Demikian
pula adanya dalam realitas politik, seorang politisi yang kurang berpengalaman
akan bicara sembarang, tidak mengenal waktu dan tempat. Tetapi politisi yang
berpengalaman, hanya akan membicarakan sesuatu hanya waktu-waktu penting dan
tempat-tempat yang dianggap layak. Apalagi, kalau isi pembicaraan didasari pada
konteks subjektif, naluri belaka, tanpa data-data dan sumber informasi yang
otoritatif, dapat dipercaya. Maka terang saja, seluruh audiens, atau pendegar,
lawan bicara yang menyaksikan proses itu akan tersesat dalam nuansa kebencian
tanpa ujung.
Belakangan
ini santer sekali, desas-desus berisi cerita bohong di desa-desa. Seorang
politisi kalau bicara muatannya cuma seputar caci maki, fitnah dan
pemutarbalikkan fakta. Muncul keresahan di sebagian warga desa, mereka khawatir
jika hal itu akan menimbulkan disharmonisasi. Kata orang desa, mereka bicara “bak
orang mabuk”.
Ya, apa yang disaksikan oleh orang-orang desa itu, merupakan isi
hati yang paling dalam. Sebuah ungkapan keresahan yang tergambarkan sebagai
bentuk pengeluhan murni. Bahayanya, para tukang fitnah menyebarluaskan
informasi sesat bahkan di media-media resmi, penuh tendensi, dan mengabaikan
hak-hak publik atas informasi yang benar.
Tetapi
sebagian masyarakat yang bijak berpendapat, bahwa orang-orang memfitnah, tidak
akan mendapatkan pengakuan baik di tengah-tengah konstituen; mereka akan
terhempas. Karena manusia ini, ada sifat kejujuran. Orang-orang yang melakukan
fitnah, mereka tidak memiliki basic informasi dan pengalaman untuk membangun
opini dan membangun masyarakat itu sendiri dari segi fisik dan mental, apalagi
spiritual. Karena fitnah maka rusak lah suasana spiritual. Orang yang selalu
melakukan fitnah adalah berwatak arogan cenderung mengandalkan materi dan otot.
Sedangkan
sebagian dari mereka menilai bahwa sekarang ini kita patut dan perlu membangun
kerangka kerja yang amat luas. Sudah barang tentu, fitnah yang berjalan tidak
bisa dibiarkan begitu saja. Sudah menjadi kebiasaan yang dipakai untuk mencapai
tujuan politik. Demikian pentingnya perkara ini, sehingga harus ada upaya bersama
untuk memberikan penilaian dan pencegahan pada fitnah.
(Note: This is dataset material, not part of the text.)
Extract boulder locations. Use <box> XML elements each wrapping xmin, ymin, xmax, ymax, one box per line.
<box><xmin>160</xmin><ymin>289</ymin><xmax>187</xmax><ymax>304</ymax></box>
Dalam melakukan propaganda, seorang tukang fitnah akan memberikan informasi yang salah dan tidak akurat pada masyarakat. Tujuan mereka untuk menyebarkan informasi yang sesat, agar kandidat lain tidak mendapatkan tempat di tengah-tengah masyarakat. Jika tujuan mereka berhasil, masyarakat akan termakan dengan bujuk rayu dan tipu daya itu, segera menelan mentah-mentah seluruh informasi yang sesat sebagai bagian dari pertimbangan menjatuhkan pilihan politik. Segala yang terjadi dalam pertimbangan itu akan menjadi kerangka dasar yang kurang dimengerti sebagai dasar yang menarik pada masa depan.
Jika
fitnah terus dibiarkan, maka seluruh warga Kabupaten Banggai akan hidup dalam
cerita karangan palsu. Sebuah narasi yang dituliskan dengan skenario berbasis
fitnah yang bertujuan menghancurkan martabat dan kerja-kerja nyata pihak lain.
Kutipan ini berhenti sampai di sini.